By BECKY RAMPHAL
The Canadian Medical Association (CMA) commissioned Lpsos to conduct a survey in May to reveal Canadian’s perceptions on the current direction of the Canadian healthcare system and their level of acceptance to technology being integrated more rapidly into their healthcare. Its findings suggest a more technological-based approach should be implemented to reduce the generation gap with patients’ wants and needs.
On average, the report shows those within the Google Generation (people between the age of 18 and 34) are visiting doctor’s offices more frequently – up to 11 times per year – and are more eager to embrace new technology to assist in monitoring their personal health.
Utilizing wearable monitoring systems such as Fitbits and other smartwatches, as well as phone apps to track heart rate, blood pressure, diet and sleep habits have created a more informed patient pool.

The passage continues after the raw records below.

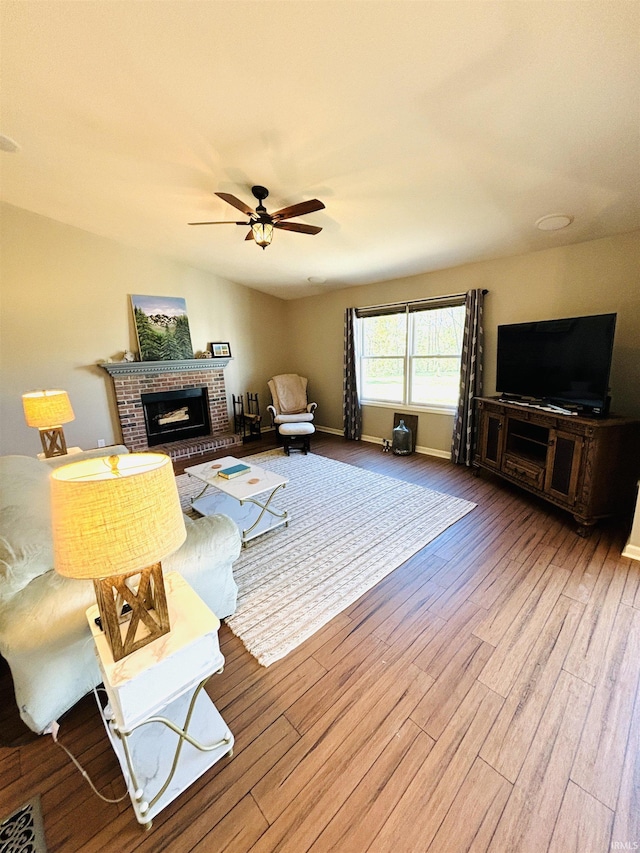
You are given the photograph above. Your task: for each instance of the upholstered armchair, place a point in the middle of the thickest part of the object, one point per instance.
(289, 395)
(291, 414)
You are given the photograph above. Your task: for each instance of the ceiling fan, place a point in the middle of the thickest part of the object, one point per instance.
(262, 223)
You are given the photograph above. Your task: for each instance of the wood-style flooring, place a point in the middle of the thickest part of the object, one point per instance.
(482, 697)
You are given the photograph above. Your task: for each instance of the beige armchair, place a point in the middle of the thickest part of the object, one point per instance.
(291, 413)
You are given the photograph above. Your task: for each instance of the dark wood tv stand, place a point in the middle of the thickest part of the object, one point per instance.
(588, 466)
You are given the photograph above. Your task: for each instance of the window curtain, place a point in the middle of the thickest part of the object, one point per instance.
(351, 403)
(464, 427)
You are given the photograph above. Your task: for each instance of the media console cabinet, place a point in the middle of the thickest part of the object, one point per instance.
(588, 466)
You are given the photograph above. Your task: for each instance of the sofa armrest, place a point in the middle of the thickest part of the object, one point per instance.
(206, 560)
(96, 452)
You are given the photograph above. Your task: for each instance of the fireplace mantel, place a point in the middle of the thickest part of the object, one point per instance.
(133, 379)
(127, 368)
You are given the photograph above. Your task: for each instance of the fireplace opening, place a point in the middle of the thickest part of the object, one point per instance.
(176, 415)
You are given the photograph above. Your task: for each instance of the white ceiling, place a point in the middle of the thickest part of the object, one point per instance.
(436, 133)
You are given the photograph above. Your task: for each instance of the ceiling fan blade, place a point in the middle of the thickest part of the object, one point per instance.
(298, 226)
(231, 199)
(298, 209)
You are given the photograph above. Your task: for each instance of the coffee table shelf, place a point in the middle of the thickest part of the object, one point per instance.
(247, 499)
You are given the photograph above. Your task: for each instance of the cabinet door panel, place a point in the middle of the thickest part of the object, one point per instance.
(491, 439)
(563, 466)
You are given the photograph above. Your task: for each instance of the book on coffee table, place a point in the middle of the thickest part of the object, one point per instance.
(234, 471)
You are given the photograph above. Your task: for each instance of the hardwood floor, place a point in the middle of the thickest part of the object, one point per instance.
(482, 697)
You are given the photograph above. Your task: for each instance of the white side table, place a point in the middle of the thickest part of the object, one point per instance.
(164, 729)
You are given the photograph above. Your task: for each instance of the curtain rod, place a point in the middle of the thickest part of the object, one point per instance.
(416, 301)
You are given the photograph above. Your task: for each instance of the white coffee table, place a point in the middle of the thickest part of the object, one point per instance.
(238, 497)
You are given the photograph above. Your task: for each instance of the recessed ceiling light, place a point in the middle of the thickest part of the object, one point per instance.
(554, 221)
(8, 144)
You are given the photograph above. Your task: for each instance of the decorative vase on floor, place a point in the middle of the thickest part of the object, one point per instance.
(401, 445)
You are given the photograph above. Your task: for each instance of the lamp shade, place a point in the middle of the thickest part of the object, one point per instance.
(114, 515)
(43, 409)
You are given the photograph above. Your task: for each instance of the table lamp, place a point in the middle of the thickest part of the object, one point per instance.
(48, 410)
(114, 518)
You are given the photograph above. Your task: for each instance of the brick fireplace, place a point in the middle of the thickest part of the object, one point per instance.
(133, 380)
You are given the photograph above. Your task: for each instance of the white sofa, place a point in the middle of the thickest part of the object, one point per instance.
(44, 635)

CMA urges the implementation of new policies, and encourages the system to embrace technological enhancements quickly due to the large impact this generation is having on present and future healthcare.
CMA President, Laurent Marcoux, Ph.D., said “Technologies such as artificial intelligence (AI) and virtual monitoring provide an opportunity to address the health needs of the Google Generation as they embrace technology in all facets of their lives.
“The way this generation manages and tracks their health is much different than any other demographic group,” Marcoux said. “To ensure we are ready to tackle this new wave of tech savvy patients; we need to have the right policies as well as action plans to [futurize] our healthcare ecosystem.”
Implementing virtual doctor visits, and the use of AI are tactics the Google Generation believes could help lead to more timely care, convenience and overall quality of care. However, 6 in 10 Canadians are excited about the incorporation of this new technology, but would only trust a diagnosis if delivered by a physician.
There are issues with privacy and ethics that 7 out of 10 Canadians believe haven’t been fully thought out in regards to AI usage in healthcare, and 67 percent are worried about losing the human touch factor.
Nevertheless, the implementation of technology within the Canadian healthcare system is necessary in order to match the demand of the evolving generations.
“We need to look at this information as a warning sign,” Marcoux said. “Every generation presents a new challenge to our healthcare system, but with the Google Generation, healthcare is about convenience and timeliness, and the current system does not provide for that.”